ICYMI: Designing a Data Center Maturity Model

“How good are we, really?” It’s a question that engaged data center managers will ask themselves. Hopefully, it’s not one asked obsessively every day, but from time to time during moments of quiet introspection. It should be on the list of Deep Thoughts that one asks.

As with most things in IT, asking the question is important. But obtaining a correct answer is where the “work of the work” happens.

“You Keep Using That Word”

Before I dig into this issue, let me step back into the Deep Thoughts territory and put forth (and then address) one more question: What does it mean to be mature and why would anyone want that for the data center?

Although the answer may seem obvious at first, I suggest that a “good enough” data center may be sufficient. If, as Malcom Gladwell proposes in Outliers, it costs 10,000 hours to become a recognized expert and leader in a field, what is the relative cost to simply be competent? While true world-class excellence is admirable, it’s also often unnecessary. I don’t need to be a world-class bowler; I just have to be good enough to enjoy a night out with friends. That doesn’t cost me much at all.

Likewise, if we equate maturity with excellence, and the cost to have a fully mature (i.e., world class) data center is exorbitantly high—regardless of whether we’re talking about cost in money, time, staff or some other parameter—then another question we have to ask is, “Does a world-class data center serve the needs of the business?” Often, the answer will be no. You just need to be good enough for your consumers—internal colleagues and external customers—to receive the expected level of service.

So, I want to be clear that that when I say mature, I don’t use it as a synonym for “perfect”; rather, I mean sufficiently stable and robust to meet the needs of your business and be maintainable by your available staff. And understanding that—how capable your data center is in providing effective services and how maintainable is that level of service with the staff at hand—should be important to anyone who manages or works in a data center environment.

The Capability Maturity Model

Luckily, there is a model for determining maturity, called the capability maturity model (CMM). The CMM has been used for everything from software development, which is where it was born, to product delivery and skyscraper construction.

Unfortunately, like Information Technology Infrastructure Library (ITIL), service-oriented architecture (SOA) and Six Sigma, the CMM is often shoehorned into uses where it’s less than optimal. After all, running a data center is little like developing a software application. To be clear, I’m not saying ITIL, SOA, Six Sigma or CMM are bad frameworks. They are brilliant and immensely useful. But they aren’t useful in all situations.

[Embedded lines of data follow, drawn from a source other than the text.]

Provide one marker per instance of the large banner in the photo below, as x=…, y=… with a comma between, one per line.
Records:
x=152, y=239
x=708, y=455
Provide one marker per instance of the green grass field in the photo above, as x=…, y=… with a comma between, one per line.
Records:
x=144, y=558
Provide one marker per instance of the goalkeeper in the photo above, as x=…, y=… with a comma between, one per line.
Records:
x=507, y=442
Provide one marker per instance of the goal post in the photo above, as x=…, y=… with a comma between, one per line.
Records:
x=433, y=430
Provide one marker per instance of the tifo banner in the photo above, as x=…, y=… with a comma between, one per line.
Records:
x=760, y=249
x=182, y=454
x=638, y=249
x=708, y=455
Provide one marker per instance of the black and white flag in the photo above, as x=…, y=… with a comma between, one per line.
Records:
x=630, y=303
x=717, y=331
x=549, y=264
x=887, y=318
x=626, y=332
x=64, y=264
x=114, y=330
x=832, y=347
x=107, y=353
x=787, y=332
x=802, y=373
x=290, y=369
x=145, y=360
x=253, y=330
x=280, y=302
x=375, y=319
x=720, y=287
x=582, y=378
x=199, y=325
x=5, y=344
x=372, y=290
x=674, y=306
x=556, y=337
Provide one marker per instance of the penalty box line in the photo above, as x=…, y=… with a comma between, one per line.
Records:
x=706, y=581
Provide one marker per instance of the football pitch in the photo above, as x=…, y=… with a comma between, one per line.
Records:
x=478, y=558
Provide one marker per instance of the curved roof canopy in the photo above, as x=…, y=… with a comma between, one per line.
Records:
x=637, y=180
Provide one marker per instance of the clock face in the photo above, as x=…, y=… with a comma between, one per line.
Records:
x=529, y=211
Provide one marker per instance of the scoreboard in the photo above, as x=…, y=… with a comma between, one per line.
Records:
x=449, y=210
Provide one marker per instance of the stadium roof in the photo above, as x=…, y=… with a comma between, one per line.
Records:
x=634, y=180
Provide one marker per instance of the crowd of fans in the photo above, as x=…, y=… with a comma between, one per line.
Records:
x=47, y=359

So, although understanding your relative level of data center maturity is important, using the CMM to do so is suboptimal. Thus, I’d like to present my thoughts on maturity models in general and how you can create one that is meaningful, relevant and effective for your particular environment.

Creating a Data Center Maturity Model All Your Own

The goal of a data center maturity model is to help you understand where your data center stands on a continuum, where at one end there is no sophistication and at the other is fully optimal. That means you need to think carefully about the categories that matter.

For example, cleanliness is certainly an important category in many situations, from operating rooms to commercial kitchens, but it may not be a crucial metric for a data center. Organization, on the other hand, is a good start. But your next thought must be, “Organization of what?” Are you only talking about the physical aspects, such as having all your spare cables color coded for use, sorted by length and readily available? Or does the idea of organization extend to manuals, tools, equipment, staff schedules, process reviews, and even online FAQs and knowledge bases?

Coming up with three to five categories shouldn’t be that hard—just think about the types of issues, tasks and activities you deal with every day. But as you think about those details, make every effort to group them in ways that emphasize the higher level discipline. Examples include the following:

  • Visualization: can you identify and view the status of all of the aspects of your data center? This covers everything from floor and rack maps—static or interactive—to monitoring that shows the current state of hardware, software, transactions and more.
  • Capacity: do you know how much gas is in your tank? Do you know how fast you are burning it? Can you calculate when you’re likely to be empty on the basis of your current speed as well as the speed you normally drive at various times of the day, week and month? Fuel analogy aside, these questions apply equally well to storage, processors, memory, load balancing and more.
  • Responsiveness: when a problem occurs, how do you become aware of it? What tools are in place to facilitate the initial reaction—including automated remediation, escalation, troubleshooting and ultimately keeping the mean time to repair (MTTR) low? Where is historic and tribal knowledge kept? Is it in people’s heads, in a book, online or in ticket history?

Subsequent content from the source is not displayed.